EPA administrator Michael Regan and national security advisor Jake Sullivan invited state environmental, health and homeland security secretaries to a virtual meeting tomorrow to discuss the matter.
The duo believe there’s an urgent need to fill gaps in current federal and state efforts to promote cybersecurity best practice in the sector, citing recent incursions by Chinese and Iranian threat actors.
In December 2023, the US Cybersecurity and Infrastructure Security Agency (CISA) revealed Iran’s Islamic Revolutionary Guard Corps (IRGC) was behind a series of strikes against water plants. They were able to compromise default credentials on Unitronics programmable logic controllers (PLCs) to display anti-Israel messages.
Arguably more serious were revelations two months later that a Chinese threat group known as Volt Typhoon had pre-positioned itself in various critical national infrastructure (CNI) networks including the water and wastewater sector. The US agencies that penned the alert claimed that the end goal could have been to launch destructive attacks against US CNI in the event of a military conflict.
The group used a large botnet of compromised small office/home office (SOHO) routers to carry out attacks on CNI networks, and once inside used living-off-the-land techniques to stay hidden, they claimed.
“We need your support to ensure that all water systems in your state comprehensively assess their current cybersecurity practices to identify any significant vulnerabilities, deploy practices and controls to reduce cybersecurity risks where needed, and exercise plans to prepare for, respond to, and recover from a cyber incident,” the letter to state governors read.

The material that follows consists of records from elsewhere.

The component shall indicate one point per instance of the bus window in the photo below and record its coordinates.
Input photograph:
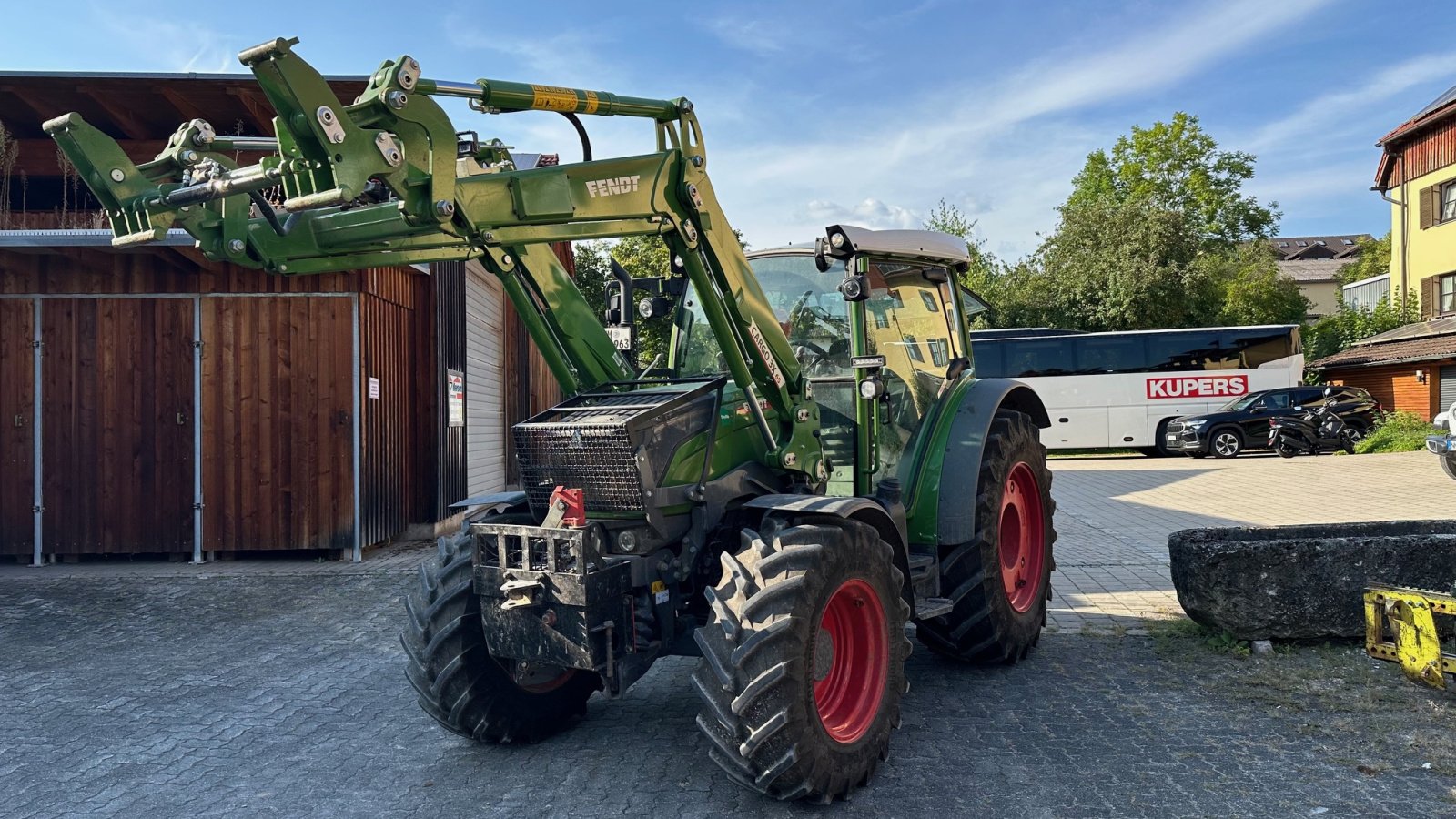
(1111, 354)
(916, 332)
(989, 360)
(1031, 358)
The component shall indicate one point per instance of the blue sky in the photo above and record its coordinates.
(870, 113)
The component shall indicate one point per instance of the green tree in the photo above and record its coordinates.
(1347, 324)
(1006, 288)
(1125, 266)
(1177, 167)
(641, 257)
(1254, 288)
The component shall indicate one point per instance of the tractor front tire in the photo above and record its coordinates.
(1001, 581)
(450, 666)
(804, 659)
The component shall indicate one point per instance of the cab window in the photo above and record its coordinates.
(914, 325)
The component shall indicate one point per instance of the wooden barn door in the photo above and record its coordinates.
(116, 402)
(277, 423)
(16, 426)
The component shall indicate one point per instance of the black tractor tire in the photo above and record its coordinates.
(983, 624)
(1161, 439)
(1234, 448)
(769, 644)
(450, 666)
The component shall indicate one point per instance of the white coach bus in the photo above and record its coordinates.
(1120, 389)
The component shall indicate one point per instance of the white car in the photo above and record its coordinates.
(1445, 446)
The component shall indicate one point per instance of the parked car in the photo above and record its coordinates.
(1244, 423)
(1445, 445)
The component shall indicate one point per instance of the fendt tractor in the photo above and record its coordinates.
(810, 468)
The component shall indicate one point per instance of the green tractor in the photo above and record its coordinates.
(810, 468)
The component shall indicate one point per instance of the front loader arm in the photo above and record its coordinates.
(385, 181)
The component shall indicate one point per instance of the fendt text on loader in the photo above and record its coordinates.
(812, 467)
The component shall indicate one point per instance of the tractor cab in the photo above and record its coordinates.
(877, 361)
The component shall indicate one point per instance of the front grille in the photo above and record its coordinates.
(590, 457)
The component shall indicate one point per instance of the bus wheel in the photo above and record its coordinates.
(1161, 440)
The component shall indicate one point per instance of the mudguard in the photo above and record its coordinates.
(950, 481)
(861, 509)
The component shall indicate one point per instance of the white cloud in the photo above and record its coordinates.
(1324, 116)
(756, 36)
(868, 213)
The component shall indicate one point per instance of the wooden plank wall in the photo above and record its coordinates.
(1427, 152)
(1395, 387)
(116, 401)
(150, 270)
(16, 426)
(398, 470)
(450, 468)
(278, 438)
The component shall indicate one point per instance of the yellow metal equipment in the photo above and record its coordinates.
(1401, 627)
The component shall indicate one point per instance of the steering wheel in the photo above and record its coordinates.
(819, 358)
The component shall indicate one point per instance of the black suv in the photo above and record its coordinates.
(1244, 423)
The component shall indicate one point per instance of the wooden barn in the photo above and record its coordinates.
(157, 402)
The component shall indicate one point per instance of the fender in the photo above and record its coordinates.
(861, 509)
(943, 500)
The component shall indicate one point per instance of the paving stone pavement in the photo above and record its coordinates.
(1114, 516)
(284, 695)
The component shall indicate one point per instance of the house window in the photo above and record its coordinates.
(914, 349)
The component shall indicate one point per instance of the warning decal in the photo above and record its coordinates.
(552, 98)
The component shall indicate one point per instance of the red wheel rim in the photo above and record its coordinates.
(538, 681)
(1021, 538)
(851, 662)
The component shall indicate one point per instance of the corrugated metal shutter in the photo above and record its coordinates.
(484, 380)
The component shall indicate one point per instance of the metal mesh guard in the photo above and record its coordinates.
(596, 460)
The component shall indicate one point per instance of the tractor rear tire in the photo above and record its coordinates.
(450, 666)
(804, 659)
(1001, 581)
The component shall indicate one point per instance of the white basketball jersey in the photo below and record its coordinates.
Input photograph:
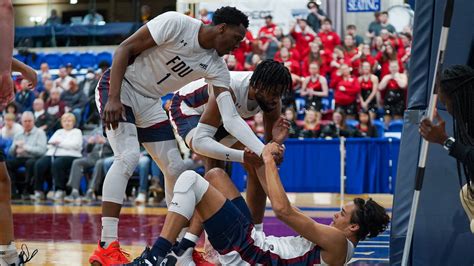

“In many cases, even basic cybersecurity precautions – such as resetting default passwords or updating software to address known vulnerabilities – are not in place and can mean the difference between business as usual and a disruptive cyber-attack.”
Help is At Hand
The letter noted that water and wastewater companies have a wealth of resources they can draw on to help them in these efforts. These include “guidance, tools, training, resources and technical assistance” from CISA and the EPA, and private sector bodies like the American Water Works Association, the National Rural Water Association, and the Water Information Sharing and Analysis Center.
“Additionally, EPA will engage the Water Sector and Water Government Coordinating Councils to form a Water Sector Cybersecurity Task Force, which will build on recommendations from your environmental, health and homeland security secretaries,” the letter concluded.
“The Task Force will identify the most significant vulnerabilities of water systems to cyber-attacks, the challenges that water systems face in adopting cybersecurity best practices, and near-term actions and long-term strategies to reduce the risk of water systems nationwide to cyber-attacks.”